はあとフル

碓氷彩風

1話「魔法少女と呼ばれて」

はあとフル・1話-a魔法少女と呼ばれて

 魔法少女

 魔法など不思議な力を使って騒動を巻き

 起こしたり、事件を解決したりする少女。

 こういう類は、掃いて捨てる位ありふれた夢物語にしかいない筈だった。


 しかし、そうでもなかった。

  かつてと呼ばれた娘がいた。

 魔法少女は平和のために、たった一人で強大な敵と戦っていた。



 13年前。人類は歴史上初めて、共通の敵のもとに団結した。

 敵の名はブージャム。

 時空の裂け目から来た異形の侵略者。


 各国の軍隊は多大な犠牲を払いながら、強大な敵と、一進一退の攻防を繰り広げた。

 そして、魔法少女も「人類の味方」として戦った。


「……今日こそ決着をつけるわよ、鉄血将軍ジャバウォック!」

 魔法少女は煌々と燃えるガントレットを装着して、言った。


 中学生そこそこの、上品なお嬢様然とした少女だ。青を基調としたコスチュームを、細身の体に纏っている。

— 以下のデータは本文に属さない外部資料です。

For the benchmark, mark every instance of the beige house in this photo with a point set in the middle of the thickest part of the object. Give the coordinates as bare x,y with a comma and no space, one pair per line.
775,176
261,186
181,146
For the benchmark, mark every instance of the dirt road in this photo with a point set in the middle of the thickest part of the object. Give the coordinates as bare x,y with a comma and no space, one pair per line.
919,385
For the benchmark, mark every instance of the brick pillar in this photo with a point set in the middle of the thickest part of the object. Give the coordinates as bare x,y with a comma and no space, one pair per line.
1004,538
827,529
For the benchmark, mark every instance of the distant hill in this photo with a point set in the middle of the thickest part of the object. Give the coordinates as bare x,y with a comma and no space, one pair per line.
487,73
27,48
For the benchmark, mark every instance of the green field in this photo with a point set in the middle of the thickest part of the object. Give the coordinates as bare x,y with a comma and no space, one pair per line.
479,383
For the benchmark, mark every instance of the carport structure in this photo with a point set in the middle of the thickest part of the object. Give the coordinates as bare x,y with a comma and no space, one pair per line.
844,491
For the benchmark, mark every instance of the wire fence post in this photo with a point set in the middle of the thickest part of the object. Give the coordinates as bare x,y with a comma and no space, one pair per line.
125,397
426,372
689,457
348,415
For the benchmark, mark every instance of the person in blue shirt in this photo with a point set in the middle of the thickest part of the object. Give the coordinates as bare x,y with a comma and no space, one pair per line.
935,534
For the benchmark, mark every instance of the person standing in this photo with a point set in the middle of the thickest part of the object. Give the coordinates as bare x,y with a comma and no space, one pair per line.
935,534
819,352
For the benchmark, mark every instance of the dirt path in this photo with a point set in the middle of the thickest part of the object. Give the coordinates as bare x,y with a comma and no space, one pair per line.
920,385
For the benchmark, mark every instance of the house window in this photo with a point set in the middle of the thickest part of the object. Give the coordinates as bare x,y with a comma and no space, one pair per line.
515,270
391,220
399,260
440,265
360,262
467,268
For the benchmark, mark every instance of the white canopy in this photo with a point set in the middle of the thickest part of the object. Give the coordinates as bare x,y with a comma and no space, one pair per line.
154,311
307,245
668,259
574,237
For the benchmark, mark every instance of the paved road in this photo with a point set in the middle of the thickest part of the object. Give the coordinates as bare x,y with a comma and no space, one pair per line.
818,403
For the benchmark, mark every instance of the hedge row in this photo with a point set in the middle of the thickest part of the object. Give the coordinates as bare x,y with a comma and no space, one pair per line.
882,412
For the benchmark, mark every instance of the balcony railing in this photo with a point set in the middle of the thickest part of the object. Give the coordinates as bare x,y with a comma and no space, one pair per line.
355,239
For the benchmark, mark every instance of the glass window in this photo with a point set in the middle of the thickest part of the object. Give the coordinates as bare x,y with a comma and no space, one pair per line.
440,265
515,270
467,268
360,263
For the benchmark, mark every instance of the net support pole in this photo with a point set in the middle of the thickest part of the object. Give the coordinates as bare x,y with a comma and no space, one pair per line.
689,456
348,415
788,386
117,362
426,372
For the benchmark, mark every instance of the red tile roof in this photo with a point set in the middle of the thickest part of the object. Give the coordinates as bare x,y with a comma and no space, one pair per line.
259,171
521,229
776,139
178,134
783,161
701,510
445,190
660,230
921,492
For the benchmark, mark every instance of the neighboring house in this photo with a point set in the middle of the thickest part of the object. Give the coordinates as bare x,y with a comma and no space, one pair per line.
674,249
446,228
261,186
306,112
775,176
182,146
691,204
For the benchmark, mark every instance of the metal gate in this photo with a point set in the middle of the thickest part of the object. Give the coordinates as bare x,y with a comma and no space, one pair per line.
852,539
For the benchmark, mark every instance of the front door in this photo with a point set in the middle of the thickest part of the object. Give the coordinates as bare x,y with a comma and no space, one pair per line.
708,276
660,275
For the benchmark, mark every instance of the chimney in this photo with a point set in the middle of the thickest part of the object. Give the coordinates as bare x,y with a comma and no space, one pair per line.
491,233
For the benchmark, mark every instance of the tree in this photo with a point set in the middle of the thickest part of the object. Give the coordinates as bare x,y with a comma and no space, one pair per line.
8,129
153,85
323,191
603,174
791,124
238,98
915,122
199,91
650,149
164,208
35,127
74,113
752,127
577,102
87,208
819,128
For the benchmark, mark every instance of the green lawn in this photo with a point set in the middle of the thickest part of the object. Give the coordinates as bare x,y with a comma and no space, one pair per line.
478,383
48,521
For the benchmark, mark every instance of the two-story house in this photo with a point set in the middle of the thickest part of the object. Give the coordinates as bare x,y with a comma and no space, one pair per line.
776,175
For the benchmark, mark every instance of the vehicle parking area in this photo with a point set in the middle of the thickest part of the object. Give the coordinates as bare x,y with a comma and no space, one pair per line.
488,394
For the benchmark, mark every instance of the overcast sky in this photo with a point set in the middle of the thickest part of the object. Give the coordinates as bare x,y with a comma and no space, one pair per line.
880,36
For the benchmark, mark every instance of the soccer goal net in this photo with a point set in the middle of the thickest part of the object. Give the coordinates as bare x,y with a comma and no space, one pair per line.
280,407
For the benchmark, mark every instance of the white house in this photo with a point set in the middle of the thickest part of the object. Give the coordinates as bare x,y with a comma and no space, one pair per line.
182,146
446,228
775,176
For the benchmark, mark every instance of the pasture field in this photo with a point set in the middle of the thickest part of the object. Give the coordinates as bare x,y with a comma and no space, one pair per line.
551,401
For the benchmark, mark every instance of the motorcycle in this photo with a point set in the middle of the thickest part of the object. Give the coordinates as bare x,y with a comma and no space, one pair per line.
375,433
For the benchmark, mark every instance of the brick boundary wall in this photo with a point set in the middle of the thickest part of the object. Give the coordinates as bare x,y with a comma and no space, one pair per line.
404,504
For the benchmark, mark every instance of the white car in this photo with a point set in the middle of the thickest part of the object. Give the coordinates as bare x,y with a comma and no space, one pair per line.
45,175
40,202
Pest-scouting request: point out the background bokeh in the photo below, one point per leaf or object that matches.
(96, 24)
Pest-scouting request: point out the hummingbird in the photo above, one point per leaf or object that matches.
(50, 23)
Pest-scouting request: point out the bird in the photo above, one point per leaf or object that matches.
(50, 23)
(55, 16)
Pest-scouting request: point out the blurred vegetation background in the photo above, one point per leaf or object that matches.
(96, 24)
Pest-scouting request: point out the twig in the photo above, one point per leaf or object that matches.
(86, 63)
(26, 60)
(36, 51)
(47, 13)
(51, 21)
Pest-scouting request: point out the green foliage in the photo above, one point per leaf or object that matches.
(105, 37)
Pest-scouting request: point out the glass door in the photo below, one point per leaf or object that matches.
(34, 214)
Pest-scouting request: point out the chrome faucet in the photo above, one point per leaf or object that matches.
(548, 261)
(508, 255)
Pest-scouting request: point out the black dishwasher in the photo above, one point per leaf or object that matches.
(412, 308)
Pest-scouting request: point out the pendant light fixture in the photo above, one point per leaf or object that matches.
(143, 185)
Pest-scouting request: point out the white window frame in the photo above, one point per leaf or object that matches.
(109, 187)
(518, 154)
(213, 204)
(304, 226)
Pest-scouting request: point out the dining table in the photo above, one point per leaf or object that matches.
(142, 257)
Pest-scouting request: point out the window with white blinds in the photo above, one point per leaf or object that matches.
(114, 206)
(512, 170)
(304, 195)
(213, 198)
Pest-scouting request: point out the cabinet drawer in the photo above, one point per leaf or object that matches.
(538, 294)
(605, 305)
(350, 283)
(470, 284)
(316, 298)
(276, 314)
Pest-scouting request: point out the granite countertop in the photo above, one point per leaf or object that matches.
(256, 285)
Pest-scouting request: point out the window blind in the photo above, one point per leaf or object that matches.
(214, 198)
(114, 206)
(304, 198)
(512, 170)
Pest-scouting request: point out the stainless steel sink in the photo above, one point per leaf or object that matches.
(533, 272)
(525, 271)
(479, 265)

 こんな姿でも、少女は数多くの敵を力業でねじ伏せてきた剛の者だった。


 そして、宿敵を目の前にした彼女は、殺意に満ちた眼を輝かせている。


 対する相手は闘志を燃やす魔法少女と正反対に、ひどく冷めていた。

 それが余計に魔法少女の憤怒を滾らせた。


 黒いマントを羽織り、鉄仮面を着けた女。

 そして、マントの下からとび出しているのは、禍々しい形をした2本の尻尾。


 ジャバウォック。

 魔法少女が最も殺してやりたいと願って止まない敵方の指揮官だ。

 殺意に背中を押され、魔法少女は突撃。

 大きく拳を振りかぶりながら、少女は瞬く間に間合いを詰めた。


 強大かつ凶悪な力を宿したガントレットで、イケ好かない仮面女の顔を叩き潰さんと、魔法少女は全力で拳を振り下ろした。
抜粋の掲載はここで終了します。